Mama got quite angry.

‘For goodness’ sake, Anna,’ she shouted, ‘we don’t want to hear about it now! Go away!’

‘Come back a little later,’ said Papa more gently. Anna shut the door. So much for that! It wasn’t as though she’d ever wanted to deliver Fräulein Lambeck’s silly message in the first place. But she felt put out.

There was no one in the nursery. She could hear shouts outside, so Max and Gunther were probably playing in the garden, but she did not feel like joining them. Her satchel was hanging on the back of a chair. She unpacked her new crayons and took them all out of their box. There was a good pink and quite a good orange, but the blues were best. There were three different shades, all beautifully bright, and a purple as well. Suddenly Anna had an idea.

Lately she had been producing a number of illustrated poems which had been much admired both at home and at school. There had been one about a fire, one about an earthquake and one about a man who died in dreadful agonies after being cursed by a tramp. Why not try her hand at a shipwreck? All sorts of words rhymed with sea and there was ‘save’ to rhyme with ‘wave’, and she could use the three new blue crayons for the illustration. She found some paper and began.

Soon she was so absorbed that she did not notice the early winter dusk creeping into the room, and she was startled when Heimpi came in and switched on the light.

‘I’ve made some cakes,’ said Heimpi. ‘Do you want to help with the icing?’

‘Can I just quickly show this to Papa?’ asked Anna as she filled in the last bit of blue sea. Heimpi nodded.

This time Anna knocked and waited until Papa called, ‘Come in’. His room looked strange because only the bedside lamp was lit and Papa and his bed made an island of light among the shadows. She could dimly see his desk with the typewriter and the mass of papers which had, as usual, overflowed from the desk on to the floor. Because Papa often wrote late at night and did not want to disturb Mama his bed was in his workroom.

Papa himself did not look like someone who was feeling better. He was sitting up doing nothing at all, just staring in front of him with a kind of tight look on his thin face, but when he saw Anna he smiled. She showed him the poem and he read it through twice and said it was very good, and he also admired the illustration. Then Anna told him about Fräulein Lambeck and they both laughed. He was looking more like himself, so Anna said, ‘Papa, do you really like the poem?’

Papa said he did.

‘You don’t think it should be more cheerful?’
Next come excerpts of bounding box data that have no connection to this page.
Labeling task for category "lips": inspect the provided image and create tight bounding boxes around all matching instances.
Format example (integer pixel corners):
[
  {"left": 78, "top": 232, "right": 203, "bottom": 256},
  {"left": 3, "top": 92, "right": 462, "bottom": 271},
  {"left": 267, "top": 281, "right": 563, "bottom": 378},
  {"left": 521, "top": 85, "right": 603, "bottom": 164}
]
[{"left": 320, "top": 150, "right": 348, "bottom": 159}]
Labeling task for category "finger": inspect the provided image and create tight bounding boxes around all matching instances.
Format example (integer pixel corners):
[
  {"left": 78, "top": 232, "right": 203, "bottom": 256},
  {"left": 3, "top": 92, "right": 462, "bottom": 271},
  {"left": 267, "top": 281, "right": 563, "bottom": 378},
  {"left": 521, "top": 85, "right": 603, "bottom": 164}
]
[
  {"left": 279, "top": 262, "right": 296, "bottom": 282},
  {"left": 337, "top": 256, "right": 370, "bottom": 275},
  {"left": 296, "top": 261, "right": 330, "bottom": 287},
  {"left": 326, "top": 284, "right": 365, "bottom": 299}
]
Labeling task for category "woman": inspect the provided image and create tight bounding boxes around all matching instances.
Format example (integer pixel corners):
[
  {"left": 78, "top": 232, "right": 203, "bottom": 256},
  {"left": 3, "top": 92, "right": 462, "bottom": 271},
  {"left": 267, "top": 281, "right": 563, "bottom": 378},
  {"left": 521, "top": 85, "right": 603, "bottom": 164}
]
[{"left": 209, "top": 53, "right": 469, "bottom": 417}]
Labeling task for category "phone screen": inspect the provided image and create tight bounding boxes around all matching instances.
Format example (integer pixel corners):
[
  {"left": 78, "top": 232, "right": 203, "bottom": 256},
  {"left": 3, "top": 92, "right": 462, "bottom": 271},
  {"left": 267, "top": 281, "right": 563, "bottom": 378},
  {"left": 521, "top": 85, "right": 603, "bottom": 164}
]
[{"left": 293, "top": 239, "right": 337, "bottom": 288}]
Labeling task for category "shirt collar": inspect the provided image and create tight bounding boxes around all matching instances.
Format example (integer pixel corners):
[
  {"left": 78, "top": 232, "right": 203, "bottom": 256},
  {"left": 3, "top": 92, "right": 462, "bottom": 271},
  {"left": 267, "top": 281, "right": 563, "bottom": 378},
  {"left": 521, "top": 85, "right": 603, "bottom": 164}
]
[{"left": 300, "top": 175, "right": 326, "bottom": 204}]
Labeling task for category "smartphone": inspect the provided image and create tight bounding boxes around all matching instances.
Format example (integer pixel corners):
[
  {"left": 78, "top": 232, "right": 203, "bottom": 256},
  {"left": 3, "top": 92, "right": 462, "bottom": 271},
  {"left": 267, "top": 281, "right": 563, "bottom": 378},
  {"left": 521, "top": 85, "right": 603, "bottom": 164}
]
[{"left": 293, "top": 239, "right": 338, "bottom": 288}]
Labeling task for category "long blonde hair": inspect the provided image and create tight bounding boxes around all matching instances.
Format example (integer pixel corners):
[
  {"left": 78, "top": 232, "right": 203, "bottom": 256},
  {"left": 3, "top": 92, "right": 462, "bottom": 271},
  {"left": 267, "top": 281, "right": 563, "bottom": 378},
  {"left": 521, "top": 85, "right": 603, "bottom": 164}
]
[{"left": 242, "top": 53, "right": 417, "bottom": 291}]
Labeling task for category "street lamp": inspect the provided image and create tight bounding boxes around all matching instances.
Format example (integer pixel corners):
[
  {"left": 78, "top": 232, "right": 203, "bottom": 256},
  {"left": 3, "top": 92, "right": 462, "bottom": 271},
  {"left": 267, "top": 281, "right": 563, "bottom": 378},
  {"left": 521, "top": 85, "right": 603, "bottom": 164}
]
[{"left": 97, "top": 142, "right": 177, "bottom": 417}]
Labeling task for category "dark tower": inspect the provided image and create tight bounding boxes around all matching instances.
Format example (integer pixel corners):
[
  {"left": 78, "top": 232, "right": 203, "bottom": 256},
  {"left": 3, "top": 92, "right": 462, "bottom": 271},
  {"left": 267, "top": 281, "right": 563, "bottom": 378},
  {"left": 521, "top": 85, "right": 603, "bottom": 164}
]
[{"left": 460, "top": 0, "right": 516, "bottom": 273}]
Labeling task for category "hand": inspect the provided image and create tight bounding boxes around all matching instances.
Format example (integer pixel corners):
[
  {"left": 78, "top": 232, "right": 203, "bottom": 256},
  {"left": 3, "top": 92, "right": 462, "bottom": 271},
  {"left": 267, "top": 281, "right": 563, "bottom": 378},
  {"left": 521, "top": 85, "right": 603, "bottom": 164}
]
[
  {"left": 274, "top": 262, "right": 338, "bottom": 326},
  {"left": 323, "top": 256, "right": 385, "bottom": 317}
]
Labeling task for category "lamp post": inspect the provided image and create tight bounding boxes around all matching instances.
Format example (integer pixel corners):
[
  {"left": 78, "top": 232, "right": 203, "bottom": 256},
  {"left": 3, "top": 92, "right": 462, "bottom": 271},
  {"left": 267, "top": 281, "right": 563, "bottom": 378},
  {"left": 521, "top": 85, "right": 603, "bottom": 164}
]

‘Well,’ said Papa, ‘a shipwreck is not really a thing you can be very cheerful about.’

‘My teacher Fräulein Schmidt thinks I should write about more cheerful subjects like the spring and the flowers.’

‘And do you want to write about the spring and the flowers?’

‘No,’ said Anna sadly. ‘Right now all I seem to be able to do is disasters.’

Papa gave a little sideways smile and said perhaps she was in tune with the times.

‘Do you think then,’ asked Anna anxiously, ‘that disasters are all right to write about?’ Papa became serious at once.

‘Of course!’ he said. ‘If you want to write about disasters, that’s what you must do. It’s no use trying to write what other people want. The only way to write anything good is to try to please yourself.’

Anna was so encouraged to hear this that she was just going to ask Papa whether by any chance Papa thought she might become famous one day, but the telephone by Papa’s bed rang loudly and surprised them both.

The tight look was back on Papa’s face as he lifted the receiver and it was odd, thought Anna, how even his voice sounded different. She listened to him saying, ‘Yes … yes …’ and something about Prague before she lost interest. But the conversation was soon over.

‘You’d better run along now,’ said Papa. He lifted his arms as though to give her a big hug. Then he put them down again. ‘I’d better not give you my ’flu,’ he said.

Anna helped Heimpi ice the cakes and then she and Max and Gunther ate them – all except three which Heimpi put in a paper bag for Gunther to take home to his mum. She had also found some more of Max’s outgrown clothes to fit him, so he had quite a nice parcel to take with him when he left.